FirewallD Configuration (/etc/firewalld/zones/public.xml): The firewall-cmd commands in the “Quick Fix” section are the recommended way to configure Firewalld permanently. You can verify the configuration by checking /etc/firewalld/zones/public.xml (or the relevant zone file) for a line like <service name="ssh"/>.
SSH Daemon Configuration (/etc/ssh/sshd_config): Ensure these critical settings are configured correctly for key-based authentication:
```
sudo vi /etc/ssh/sshd_config
```
- Port 22 (or your custom SSH port)
- PubkeyAuthentication yes (ensure this is enabled)
- AuthorizedKeysFile .ssh/authorized_keys (ensure this points to the correct location relative to the user’s home directory)
- PasswordAuthentication no (recommended for production, but means you MUST use keys)
- PermitRootLogin no (recommended for production; if trying to connect as root, you’ll need PermitRootLogin yes or prohibit-password with keys, but using a non-root user and sudo is preferred).
- Ensure any AllowUsers or DenyUsers directives do not restrict your Ansible user.
After making changes, restart the SSH service:
```
sudo systemctl restart sshd
```

4. Verification

After applying any fixes, it’s crucial to verify connectivity from your Ansible controller.

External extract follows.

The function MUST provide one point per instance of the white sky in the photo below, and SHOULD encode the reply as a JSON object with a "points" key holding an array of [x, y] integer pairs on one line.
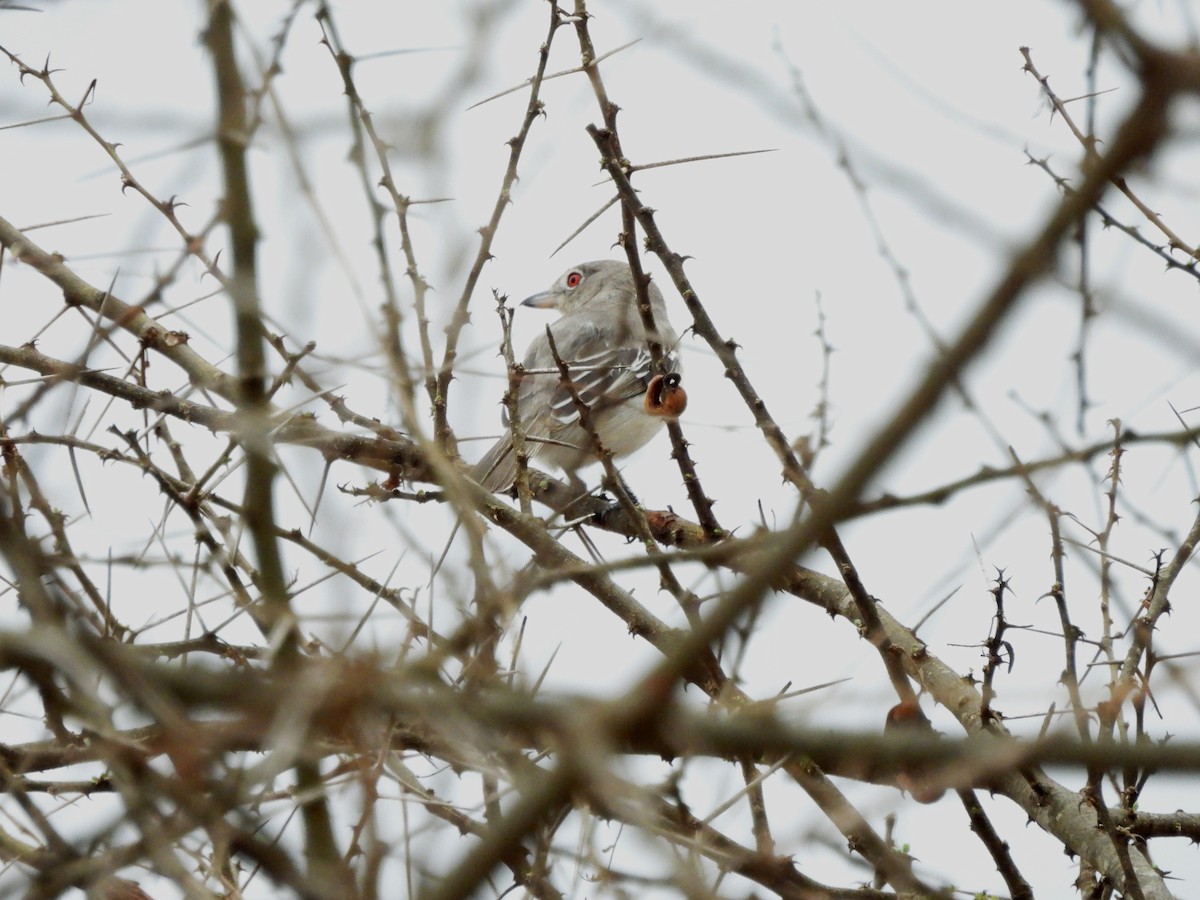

Direct SSH Connection (Verbose for Debugging): This is your primary tool for diagnosing SSH issues outside of Ansible.
```
ssh -v ansible_user@your_target_ip
```
- Look for output indicating successful authentication.
- If it fails, the verbose output (-v, you can add -vvv for even more detail) will often explicitly state why (e.g., “Permission denied (publickey,gssapi-keyex,gssapi-with-mic).”, “bad ownership or modes”, “SELinux policy prevented”).

Ansible ping Module: Once ssh -v works, try the Ansible ping module.

ansible all -m ping -u ansible_user --private-key /path/to/your/private_key.pem -i /path/to/your/inventory.ini

(Replace all with your target host pattern, -u with your user, and -i with your inventory if not using the default.)

A successful output will look like:

your_target_ip | SUCCESS => {
    "ansible_facts": {
        "discovered_interpreter_python": "/usr/bin/python"
    },
    "changed": false,
    "ping": "pong"
}

Check Logs on Target Host: If SSH or Ansible still fails, review the authentication logs on the target host:
```
sudo journalctl -u sshd -n 50 --no-pager
# Or for older systems/more detail sometimes
sudo tail -f /var/log/secure
```
Look for specific error messages related to authentication failures, permission denied, or SELinux AVC denials. These logs will provide the most precise reason for the 403 Forbidden (SSH denial) error.

By systematically working through these steps, you’ll be able to identify and resolve the root cause of “Ansible 403 Forbidden” errors on your CentOS 7 systems, ensuring smooth and secure automation.